Aqueduct Press
- Founded: 2004; 22 years ago
- Founder: L. Timmel Duchamp
- Country of origin: USA
- Headquarters location: Seattle, Washington
- Distribution: Pathway Book Service
- Fiction genres: Speculative fiction, feminist fiction
- Official website: Aqueductpress.com

= Aqueduct Press =

American book publisher

Aqueduct Press is a publisher based in Seattle, Washington, United States, that publishes material featuring a feminist viewpoint.

==History==
Aqueduct Press was founded in 2004 by L. Timmel Duchamp. The company has focused on publishing speculative fiction that contains a feminist element. Since 2004 they have been publishing the Conversation Pieces which is written by many authors and contains chapbooks with poems, fiction and essays.

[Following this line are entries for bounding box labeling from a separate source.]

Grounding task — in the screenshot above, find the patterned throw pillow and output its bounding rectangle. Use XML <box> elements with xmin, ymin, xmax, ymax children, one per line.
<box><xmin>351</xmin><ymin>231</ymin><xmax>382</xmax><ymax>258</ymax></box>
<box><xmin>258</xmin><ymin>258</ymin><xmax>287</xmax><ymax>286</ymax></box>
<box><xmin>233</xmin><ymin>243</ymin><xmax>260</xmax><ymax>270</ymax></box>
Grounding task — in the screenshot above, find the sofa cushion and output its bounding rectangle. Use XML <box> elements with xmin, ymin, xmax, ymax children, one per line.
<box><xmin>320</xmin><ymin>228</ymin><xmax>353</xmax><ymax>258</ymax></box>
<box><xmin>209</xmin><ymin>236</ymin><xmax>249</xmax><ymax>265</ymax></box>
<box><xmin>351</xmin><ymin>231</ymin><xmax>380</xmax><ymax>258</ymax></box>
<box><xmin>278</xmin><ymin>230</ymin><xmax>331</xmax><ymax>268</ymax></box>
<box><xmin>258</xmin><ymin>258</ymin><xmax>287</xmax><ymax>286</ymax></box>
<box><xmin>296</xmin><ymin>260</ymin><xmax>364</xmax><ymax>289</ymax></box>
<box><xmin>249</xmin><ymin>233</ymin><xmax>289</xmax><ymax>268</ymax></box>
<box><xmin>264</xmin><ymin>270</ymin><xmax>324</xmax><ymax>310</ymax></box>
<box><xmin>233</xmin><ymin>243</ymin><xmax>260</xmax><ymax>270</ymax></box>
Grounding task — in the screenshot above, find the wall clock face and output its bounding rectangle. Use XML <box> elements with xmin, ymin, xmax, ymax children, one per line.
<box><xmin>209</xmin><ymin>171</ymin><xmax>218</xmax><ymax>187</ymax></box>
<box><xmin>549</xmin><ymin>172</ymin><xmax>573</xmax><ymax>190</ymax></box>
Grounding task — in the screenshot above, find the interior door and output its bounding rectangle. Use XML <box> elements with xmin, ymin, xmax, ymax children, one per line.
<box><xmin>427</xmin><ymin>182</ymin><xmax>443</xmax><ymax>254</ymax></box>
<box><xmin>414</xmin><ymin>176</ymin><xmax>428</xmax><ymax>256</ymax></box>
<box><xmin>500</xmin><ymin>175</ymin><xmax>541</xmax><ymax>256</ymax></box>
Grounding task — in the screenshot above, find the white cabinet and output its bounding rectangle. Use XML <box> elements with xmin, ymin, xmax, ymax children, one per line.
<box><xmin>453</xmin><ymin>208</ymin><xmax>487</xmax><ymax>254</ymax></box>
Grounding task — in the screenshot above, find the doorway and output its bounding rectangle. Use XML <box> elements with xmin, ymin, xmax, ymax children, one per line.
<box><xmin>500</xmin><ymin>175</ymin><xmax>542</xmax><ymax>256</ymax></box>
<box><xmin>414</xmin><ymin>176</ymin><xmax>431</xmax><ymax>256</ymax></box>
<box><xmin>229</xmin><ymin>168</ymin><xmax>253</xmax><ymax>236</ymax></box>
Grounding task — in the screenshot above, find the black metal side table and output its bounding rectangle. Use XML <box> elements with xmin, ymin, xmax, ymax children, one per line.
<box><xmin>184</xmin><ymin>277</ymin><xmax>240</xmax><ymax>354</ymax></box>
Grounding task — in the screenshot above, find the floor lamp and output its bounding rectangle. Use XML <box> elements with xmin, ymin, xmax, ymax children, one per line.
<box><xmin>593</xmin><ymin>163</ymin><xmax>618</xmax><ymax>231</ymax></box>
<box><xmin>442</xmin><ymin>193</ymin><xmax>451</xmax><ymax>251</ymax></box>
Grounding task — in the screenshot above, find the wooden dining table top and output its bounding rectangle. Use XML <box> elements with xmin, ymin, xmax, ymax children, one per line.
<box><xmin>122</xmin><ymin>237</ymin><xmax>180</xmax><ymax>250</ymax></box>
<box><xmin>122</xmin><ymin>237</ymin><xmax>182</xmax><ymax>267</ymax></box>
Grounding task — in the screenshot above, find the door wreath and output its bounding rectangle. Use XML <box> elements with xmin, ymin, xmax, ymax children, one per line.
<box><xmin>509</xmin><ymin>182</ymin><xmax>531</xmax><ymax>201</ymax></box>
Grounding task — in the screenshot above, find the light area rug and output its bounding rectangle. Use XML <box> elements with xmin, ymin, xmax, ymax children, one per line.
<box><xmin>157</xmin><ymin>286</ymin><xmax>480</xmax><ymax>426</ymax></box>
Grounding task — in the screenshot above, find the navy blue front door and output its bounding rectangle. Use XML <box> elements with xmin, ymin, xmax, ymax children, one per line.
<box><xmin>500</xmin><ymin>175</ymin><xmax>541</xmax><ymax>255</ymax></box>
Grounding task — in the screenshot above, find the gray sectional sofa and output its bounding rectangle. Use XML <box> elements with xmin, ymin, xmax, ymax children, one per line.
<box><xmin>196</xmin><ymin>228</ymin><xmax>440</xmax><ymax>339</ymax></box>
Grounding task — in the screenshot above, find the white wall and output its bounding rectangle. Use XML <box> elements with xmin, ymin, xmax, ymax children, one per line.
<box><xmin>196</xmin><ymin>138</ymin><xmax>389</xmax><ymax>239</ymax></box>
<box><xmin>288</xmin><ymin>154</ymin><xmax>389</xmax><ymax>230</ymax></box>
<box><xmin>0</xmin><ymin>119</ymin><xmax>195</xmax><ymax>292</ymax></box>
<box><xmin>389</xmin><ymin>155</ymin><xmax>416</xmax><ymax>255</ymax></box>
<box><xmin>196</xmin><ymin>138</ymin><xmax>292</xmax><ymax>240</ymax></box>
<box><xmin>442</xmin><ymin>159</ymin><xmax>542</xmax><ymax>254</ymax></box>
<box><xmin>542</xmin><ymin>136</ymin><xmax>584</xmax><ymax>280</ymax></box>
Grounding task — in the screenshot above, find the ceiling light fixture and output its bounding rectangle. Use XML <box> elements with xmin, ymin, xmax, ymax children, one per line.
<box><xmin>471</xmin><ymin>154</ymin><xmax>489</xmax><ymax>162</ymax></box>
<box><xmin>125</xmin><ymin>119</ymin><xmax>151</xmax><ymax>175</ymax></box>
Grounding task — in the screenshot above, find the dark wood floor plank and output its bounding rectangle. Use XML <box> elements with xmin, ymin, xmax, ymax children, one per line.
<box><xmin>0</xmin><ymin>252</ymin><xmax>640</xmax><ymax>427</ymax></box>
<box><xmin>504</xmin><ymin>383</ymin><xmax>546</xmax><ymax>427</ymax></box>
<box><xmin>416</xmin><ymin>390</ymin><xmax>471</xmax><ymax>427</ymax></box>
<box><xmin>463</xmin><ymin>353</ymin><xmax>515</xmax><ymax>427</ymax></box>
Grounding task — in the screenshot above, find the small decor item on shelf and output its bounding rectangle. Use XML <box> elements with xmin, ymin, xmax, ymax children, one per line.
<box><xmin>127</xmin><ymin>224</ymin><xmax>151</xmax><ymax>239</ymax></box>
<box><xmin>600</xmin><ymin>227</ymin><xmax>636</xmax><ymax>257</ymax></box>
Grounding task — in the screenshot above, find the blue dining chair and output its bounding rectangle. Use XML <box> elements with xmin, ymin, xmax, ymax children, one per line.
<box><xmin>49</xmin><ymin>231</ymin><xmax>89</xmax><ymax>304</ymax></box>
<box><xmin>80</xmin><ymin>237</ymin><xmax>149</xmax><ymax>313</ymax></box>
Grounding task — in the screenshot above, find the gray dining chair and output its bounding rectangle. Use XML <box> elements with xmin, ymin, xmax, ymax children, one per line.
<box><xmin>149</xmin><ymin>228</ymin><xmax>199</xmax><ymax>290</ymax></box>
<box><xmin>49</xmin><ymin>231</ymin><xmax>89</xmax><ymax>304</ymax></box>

Aqueduct Press has published multiple award-winning and short-list nominee titles. Their first winning title was Life by Gwyneth Jones, which was published in 2004. It won the 2005 Philip K. Dick Award and was a short-list nominee for the 2005 James Tiptree Jr Memorial Award and placed 27th on the 2005 Locus Awards for best science fiction novel. Also in 2004, L. Timmel Duchamp's Love's Body, Dancing in Time was a short-list nominee for the 2005 James Tiptree Jr Memorial Award and placed 21st in the 2005 Locus Awards for best collection, and Nicola Griffith's With Her Body was a finalist at the 2005 Gaylactic Spectrum Awards for best other work and at the 2005 Lambda Literary Award for best science fiction/fantasy/horror. In 2006, Andrea Hairston's Mindscape was a finalist for the 2007 Philip K. Dick Award and was named as an honour book at the 2007 James Tiptree Jr Memorial Awards. Kelley Eskridge's Dangerous Space placed 17th in the 2008 Locus Awards and in 2009, Filter House by Nisi Shawl won the James Tiptree Jr Memorial Award and was a short-list nominee for the 2009 World Fantasy Awards best collection.